The subject of whether the Super Eagles need a foreign hand in tinkering them to success (relative to the organisation’s goals) is not the subject of this discourse.
But the position is that the Amaju Pinnick-led Nigeria Football Federation (NFF) does not have the moral right to embark on picking a manager for the national team when the person that held the post before this selection process is currently bickering with the federation over unpaid emoluments.
It is not debatable that as a society and a country, we must continuously search for better answers for our challenges, but Pinnick, and the head of the technical committee, Chris Green, going ahead to pick a new manager for the national team is an act so unjust and uncalled for; it is odious!
NFF running without a composite plan
We currently do not understand what leadership model Pinnick is using to run the federation but at this moment, he must agree that things are not going according to plan.

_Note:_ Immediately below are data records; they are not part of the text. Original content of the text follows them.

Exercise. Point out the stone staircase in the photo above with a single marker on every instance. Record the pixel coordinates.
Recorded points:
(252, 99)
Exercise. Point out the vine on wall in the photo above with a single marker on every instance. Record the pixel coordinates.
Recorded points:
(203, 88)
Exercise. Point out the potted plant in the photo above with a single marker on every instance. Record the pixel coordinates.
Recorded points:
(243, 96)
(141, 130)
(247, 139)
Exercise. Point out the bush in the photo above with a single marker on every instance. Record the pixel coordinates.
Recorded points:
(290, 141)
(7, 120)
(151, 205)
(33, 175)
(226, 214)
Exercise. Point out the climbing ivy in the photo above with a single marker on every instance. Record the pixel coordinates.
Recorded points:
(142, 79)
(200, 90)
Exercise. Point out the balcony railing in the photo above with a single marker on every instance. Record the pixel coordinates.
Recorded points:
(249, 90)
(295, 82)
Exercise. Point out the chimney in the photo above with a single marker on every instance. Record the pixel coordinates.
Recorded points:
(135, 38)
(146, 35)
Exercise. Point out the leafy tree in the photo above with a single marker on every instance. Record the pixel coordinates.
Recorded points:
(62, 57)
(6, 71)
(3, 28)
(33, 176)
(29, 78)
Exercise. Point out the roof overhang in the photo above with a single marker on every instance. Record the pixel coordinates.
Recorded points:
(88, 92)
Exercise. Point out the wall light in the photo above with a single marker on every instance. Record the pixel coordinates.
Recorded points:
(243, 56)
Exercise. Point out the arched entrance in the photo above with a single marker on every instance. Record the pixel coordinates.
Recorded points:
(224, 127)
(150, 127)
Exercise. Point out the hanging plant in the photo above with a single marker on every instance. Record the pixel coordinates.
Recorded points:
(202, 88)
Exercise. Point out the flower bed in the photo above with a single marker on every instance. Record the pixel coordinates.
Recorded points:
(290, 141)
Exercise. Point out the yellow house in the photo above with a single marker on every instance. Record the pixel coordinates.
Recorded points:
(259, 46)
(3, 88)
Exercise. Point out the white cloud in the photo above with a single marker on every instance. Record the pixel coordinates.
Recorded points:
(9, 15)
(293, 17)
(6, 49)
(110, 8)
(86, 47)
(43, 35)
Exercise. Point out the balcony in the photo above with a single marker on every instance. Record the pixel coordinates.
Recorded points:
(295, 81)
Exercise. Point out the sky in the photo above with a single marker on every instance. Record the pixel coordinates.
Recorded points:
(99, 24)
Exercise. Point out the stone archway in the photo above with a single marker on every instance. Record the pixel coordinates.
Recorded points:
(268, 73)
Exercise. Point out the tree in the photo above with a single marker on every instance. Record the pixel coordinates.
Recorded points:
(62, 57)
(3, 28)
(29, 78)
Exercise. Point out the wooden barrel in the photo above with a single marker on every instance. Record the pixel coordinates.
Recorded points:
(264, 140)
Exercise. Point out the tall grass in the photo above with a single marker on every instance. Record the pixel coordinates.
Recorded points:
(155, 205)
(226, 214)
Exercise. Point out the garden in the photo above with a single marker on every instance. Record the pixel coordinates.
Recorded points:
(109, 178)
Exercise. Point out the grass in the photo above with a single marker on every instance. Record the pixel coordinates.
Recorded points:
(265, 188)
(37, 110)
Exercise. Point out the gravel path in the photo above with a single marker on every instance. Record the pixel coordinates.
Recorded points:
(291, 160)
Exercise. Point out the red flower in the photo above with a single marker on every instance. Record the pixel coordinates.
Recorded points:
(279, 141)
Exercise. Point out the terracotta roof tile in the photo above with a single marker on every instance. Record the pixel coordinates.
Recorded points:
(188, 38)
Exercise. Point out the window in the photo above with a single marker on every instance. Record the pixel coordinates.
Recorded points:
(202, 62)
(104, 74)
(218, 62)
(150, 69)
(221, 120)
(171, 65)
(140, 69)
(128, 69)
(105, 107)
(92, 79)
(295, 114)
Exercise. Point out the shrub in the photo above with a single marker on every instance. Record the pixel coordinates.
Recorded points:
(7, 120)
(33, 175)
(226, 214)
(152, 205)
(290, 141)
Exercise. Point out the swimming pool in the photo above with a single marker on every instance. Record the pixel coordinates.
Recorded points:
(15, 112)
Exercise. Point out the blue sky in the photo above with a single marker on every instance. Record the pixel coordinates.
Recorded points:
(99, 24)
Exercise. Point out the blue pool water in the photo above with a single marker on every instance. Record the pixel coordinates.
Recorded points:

While some will claim that the positives from the local league are as a result of his positive leadership, they would then ascribe the failures of his tenure to a systemic degeneration that has had a life span of over 40 years.
My thought on leadership is that the supposed leader must accept the rights and the wrongs whilst formulating policies to right the wrongs and ensure that the right things get better.
The current leadership of the NFF has created a maelstrom of discontent so putrid that a simple breath of that foul atmosphere could land one in the emergency ward.
Borrowing from Greece [although they are all borrowed out], where their football has also alarmingly nosedived is this quote by the country’s deputy minister for sport, Stavros Kontonis. “The maladministration problem, opacity and corruption in Greek [Nigeria] soccer [football] are now well known.”
That is as succinct as there can be a summarization of the farce that Nigeria football has descended to.
Pinnick or Giwa? Who gives a damn?
At this point, I will desist from joining the debate on who is right between Pinnick and Chris Giwa [he supposedly said he could raise N20 billion for the NFF] – the odium already generated is enough and further dissection will seemingly lead us into another cul-de-sac.
But what is the challenge?
A country with a passion for football so great that betting and punting have reached astronomic levels (about N2 billion a month) cannot get it right on the pitch to harness this passion and the subsequent Naira windfall is in very clear terms, a Joker!
There is so much for everyone to get a piece of but greed and malice have so clouded eyes and minds that partnership and teamwork have been jettisoned for narrow-minded ambition.
But what is ambition without the sense of community to build a strong football foundation in Nigeria?
Here lies the carcass of the game called football and the NFF would want us to believe that the problem of football in Nigeria starts and stops with who manages the national team?
Please spare us! There are greater issues and challenges that have been left unshackled.